How we breathe plays an important part of learning how to practice Pranyama. The 'Ujayi' breath is a technique that can be used throughout most Pranayama breathing exercises and also when practising Asana (postures).
Ujayi breath is one of the classical pranayamas and is very good for the removal of phlegm, mucus, cold and damp from the body. Ujjayi breathing involves contracting the throat slightly and this in turn creates heat in the throat region. As the hot air that passes through into your lungs it will dry up any mucus that may have built up.
It also allows the practitioner to control the breath for longer periods.
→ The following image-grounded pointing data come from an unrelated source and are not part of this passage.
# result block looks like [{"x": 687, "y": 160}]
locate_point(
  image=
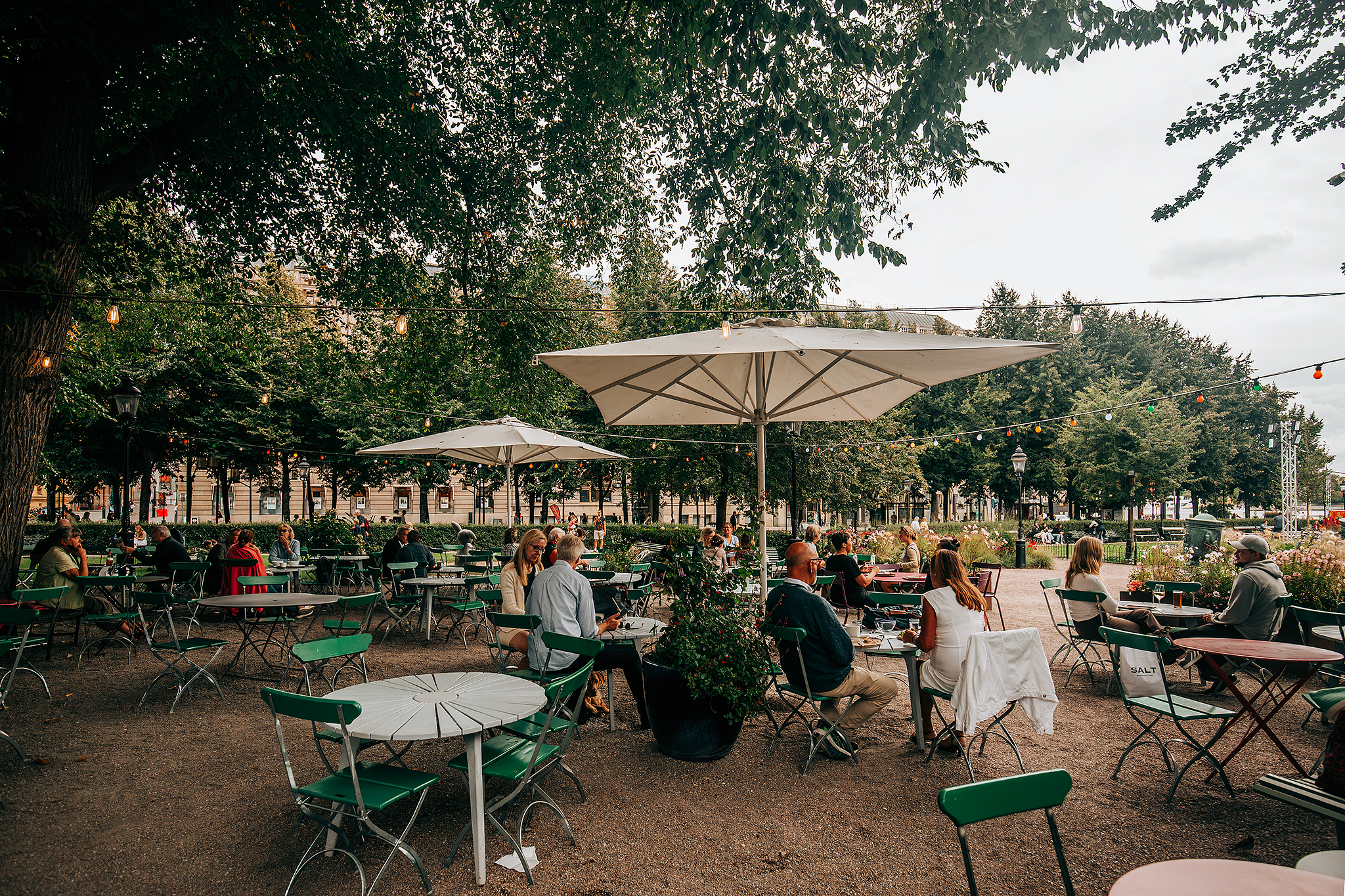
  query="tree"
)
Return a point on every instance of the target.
[{"x": 1298, "y": 75}]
We try to create a sound in the throat when breathing in and out. To find the muscle used to contract the throat, think of the muscle used to swallow, clear the throat, or cough: it is the same muscle. So instead of using facial muscles to draw breath in and out we start to use the throat muscles allowing us to have more control,
The easiest way to do this is to take a word and change the sound of the word to a whisper. For example, change the “Ha” sound from normal volume into a whisper whilst still breathing in and out.
The partial closing of the throat helps to elongate the breaths by giving the air a smaller passage to pass through. This naturally then generates the heat.
Use the following steps to learn how to control the correct muscles for Ujjayi breath:
a) Engage the throat first by making an audible “Ha” sound on an exhalation with the mouth open.
b) Then, with the mouth still open, drop the sound to a steady whisper but keep the throat engaged and the voice box locked in that position.
c) Breathe in and then out with the mouth open and whispering the steady “Ha” sound, keeping the throat engaged and voice box locked.
d) Continue, but with the mouth closed, and breathing through the nostrils, using the same muscles to keep the throat engaged and voice box locked.
This technique can be used simply on its own by doing simple in and out breathing, try counting to 5 on inhalation, pausing for a moment, then exhaling for 5 again. Try a few cycles, you will be amazed how calm and focussed you can become.
It can also be adopted when practising any other Pranayama breathing exercises that require breathing through the nose.
Using for longer periods can cause some dryness in the throat so take very small sips of water or a few drops of olive oil in the throat can also help.
I also find using this technique whilst practising asanas can really help, by being able to control the breath means we can take more oxygen in as we are able to control and slow down our bpm (breaths per minute).